И девочка, как ни странно, послушалась. Расслабилась вдруг, обняла Армана за шею, уткнулась носом ему в плечо и вновь заплакала. Она жалась к Арману так сильно, как никто никогда не жался, шептала что-то, звала то мать, то отца, пыталась что-то сказать, не понять, что.
Вбежал в детскую Люк, прикусил губу и отвернулся, а в его глазах Арман уловил ту самую беспомощность, что недавно съедала и его самого. И стало вдруг легче, и на душе теплее. И слова сами нашлись, чтобы прошептать в ответ, и даже удалось скормить девочке сдобную булочку и напоить ее земляничным чаем.
А потом они с Аланной лазили по ковру на коленях, бережно собирая бусинку за бусинкой, а остаток ночи нанизывали янтарь на нить, камушек к камушку, каждый закрепляя крепким узелком.
— Теперь точно не порвется, — сказал Арман, завязывая концы нитей на запястье девочки. Синева татуировок вспыхнула, как бы узнавая, и девочка снова со слезами благодарности бросилась Арману на шею.
Остаток ночи он провел в детской — девочка отказалась отпускать. Она плакала и плакала, как бы не в силах успокоиться, а Арман перебирал ее растрепанные волосы и шептал на ухо слова, глупые слова, хоть какие-то. Только бы не молчать. Только бы не слушать, как она плачет… Шептал, пока не взошло за окном солнце и оба не уснули, прижавшись друг к другу.
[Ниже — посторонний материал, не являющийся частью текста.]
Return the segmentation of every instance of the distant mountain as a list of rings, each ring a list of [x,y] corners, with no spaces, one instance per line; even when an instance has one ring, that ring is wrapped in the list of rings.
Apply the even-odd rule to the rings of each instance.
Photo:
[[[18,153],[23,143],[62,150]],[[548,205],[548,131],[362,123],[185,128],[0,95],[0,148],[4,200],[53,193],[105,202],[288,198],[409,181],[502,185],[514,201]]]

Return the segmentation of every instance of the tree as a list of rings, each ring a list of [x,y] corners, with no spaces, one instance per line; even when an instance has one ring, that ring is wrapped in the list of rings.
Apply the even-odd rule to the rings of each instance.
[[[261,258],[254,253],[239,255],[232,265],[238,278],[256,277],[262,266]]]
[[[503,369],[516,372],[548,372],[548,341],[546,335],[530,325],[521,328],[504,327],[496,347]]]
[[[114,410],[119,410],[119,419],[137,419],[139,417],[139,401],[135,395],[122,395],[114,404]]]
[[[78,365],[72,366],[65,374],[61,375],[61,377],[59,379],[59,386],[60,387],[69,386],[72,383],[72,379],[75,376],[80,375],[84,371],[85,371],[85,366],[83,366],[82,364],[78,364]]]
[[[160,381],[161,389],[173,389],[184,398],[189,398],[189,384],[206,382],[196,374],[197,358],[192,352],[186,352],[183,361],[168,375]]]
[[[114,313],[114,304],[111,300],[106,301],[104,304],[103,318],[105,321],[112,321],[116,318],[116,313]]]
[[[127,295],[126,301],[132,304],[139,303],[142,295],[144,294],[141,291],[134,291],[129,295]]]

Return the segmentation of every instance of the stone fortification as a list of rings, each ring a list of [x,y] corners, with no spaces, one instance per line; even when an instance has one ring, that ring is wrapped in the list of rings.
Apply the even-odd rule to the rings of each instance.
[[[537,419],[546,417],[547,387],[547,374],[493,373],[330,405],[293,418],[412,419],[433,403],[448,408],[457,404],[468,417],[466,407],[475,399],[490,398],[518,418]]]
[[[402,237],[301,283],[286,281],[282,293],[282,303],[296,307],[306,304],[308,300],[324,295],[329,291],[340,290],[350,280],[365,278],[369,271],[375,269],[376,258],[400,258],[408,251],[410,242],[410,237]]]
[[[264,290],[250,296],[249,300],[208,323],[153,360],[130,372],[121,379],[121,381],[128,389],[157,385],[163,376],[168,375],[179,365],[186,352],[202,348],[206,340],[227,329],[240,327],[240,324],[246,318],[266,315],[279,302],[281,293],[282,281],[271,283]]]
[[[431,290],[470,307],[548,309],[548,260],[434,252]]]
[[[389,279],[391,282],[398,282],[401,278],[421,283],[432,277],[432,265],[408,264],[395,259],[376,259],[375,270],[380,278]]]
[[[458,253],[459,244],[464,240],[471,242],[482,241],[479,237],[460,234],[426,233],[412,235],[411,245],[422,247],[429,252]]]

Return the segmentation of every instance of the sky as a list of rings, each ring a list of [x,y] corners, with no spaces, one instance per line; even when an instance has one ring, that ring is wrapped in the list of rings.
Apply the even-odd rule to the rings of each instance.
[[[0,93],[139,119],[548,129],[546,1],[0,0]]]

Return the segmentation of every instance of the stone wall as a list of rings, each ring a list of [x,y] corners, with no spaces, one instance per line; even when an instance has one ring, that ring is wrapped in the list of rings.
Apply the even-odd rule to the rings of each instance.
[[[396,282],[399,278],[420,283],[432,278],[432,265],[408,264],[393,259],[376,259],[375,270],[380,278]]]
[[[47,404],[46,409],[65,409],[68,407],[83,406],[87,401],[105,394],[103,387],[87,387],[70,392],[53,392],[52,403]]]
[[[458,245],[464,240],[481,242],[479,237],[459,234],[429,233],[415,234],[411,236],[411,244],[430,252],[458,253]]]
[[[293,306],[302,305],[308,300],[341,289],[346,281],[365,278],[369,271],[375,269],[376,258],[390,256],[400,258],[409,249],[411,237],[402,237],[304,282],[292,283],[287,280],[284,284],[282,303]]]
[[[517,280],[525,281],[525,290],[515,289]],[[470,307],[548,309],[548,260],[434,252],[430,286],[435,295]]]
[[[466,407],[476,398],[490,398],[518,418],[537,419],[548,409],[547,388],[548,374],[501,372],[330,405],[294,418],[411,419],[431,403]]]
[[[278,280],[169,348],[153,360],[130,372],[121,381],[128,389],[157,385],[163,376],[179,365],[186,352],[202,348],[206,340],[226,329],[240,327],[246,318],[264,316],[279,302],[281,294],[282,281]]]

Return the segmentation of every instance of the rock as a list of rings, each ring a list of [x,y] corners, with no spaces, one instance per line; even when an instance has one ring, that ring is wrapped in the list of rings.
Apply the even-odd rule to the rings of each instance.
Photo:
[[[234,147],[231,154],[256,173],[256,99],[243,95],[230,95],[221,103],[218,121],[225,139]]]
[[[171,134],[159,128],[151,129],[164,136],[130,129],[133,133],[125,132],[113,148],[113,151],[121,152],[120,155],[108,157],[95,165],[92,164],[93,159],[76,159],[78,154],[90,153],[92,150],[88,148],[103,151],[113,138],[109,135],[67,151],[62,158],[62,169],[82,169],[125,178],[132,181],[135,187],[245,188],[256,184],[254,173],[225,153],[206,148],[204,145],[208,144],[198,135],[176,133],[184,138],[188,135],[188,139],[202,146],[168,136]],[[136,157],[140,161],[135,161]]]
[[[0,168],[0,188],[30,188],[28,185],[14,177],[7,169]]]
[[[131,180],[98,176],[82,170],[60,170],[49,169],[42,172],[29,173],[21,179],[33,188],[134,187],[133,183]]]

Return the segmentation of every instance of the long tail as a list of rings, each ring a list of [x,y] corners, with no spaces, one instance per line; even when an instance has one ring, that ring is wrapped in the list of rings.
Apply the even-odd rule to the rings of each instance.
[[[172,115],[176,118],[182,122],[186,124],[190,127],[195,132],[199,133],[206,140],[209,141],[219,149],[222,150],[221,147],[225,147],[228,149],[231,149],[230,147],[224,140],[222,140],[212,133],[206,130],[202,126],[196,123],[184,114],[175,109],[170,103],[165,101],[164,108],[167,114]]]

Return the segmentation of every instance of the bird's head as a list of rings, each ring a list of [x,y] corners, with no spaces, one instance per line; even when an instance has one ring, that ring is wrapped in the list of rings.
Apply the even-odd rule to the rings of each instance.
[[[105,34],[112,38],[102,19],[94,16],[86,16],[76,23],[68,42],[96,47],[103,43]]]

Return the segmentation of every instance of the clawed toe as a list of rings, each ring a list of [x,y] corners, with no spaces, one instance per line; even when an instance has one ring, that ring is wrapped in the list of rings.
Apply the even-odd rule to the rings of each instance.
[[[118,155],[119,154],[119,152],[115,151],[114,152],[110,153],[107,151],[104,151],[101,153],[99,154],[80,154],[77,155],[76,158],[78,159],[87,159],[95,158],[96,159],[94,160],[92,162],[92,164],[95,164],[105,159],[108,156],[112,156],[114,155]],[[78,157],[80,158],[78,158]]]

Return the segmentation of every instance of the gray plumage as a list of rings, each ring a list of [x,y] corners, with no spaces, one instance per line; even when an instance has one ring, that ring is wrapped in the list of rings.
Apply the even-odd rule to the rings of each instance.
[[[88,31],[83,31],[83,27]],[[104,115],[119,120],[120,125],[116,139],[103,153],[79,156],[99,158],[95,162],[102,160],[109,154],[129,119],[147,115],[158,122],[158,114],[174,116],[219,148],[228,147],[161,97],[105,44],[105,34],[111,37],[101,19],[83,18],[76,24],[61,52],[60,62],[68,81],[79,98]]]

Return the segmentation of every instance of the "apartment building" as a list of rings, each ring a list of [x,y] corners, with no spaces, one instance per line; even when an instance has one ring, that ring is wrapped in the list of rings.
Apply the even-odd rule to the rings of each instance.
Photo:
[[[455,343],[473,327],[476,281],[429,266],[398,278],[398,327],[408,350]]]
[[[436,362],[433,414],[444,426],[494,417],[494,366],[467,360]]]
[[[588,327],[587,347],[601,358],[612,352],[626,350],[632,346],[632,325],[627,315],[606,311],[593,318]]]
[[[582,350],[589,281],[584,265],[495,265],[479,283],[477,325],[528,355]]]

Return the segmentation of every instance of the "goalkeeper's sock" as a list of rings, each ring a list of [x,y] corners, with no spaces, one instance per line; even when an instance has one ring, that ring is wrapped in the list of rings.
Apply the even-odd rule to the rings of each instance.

Арману снился брат. Рэми, повзрослевший, серьезный, подошел к кровати, присел на ее краешек и, грустно посмотрев на девочку, погладил малышку по золотым волосам. И стало вдруг спокойно, как никогда не было, а Аланна улыбнулась во сне, потянулась к Рэми, и, на миг открыв глаза, вновь заснула, уронив ему голову на колени и обвив его пояс тонкими руками. Браслет медово поблескивал, отражая, вбирая в себя солнечный свет, взгляд Рэми струился незнакомым изумрудом, с пухлых губ его слетали слова заклинаний, и боль сходила с лица Аланны, а на сердце Армана становилось все теплее и теплее. И веки наливались тяжестью, а тело прижимало к кровати. И солнечный свет расплывался, становился густым, как тот янтарь…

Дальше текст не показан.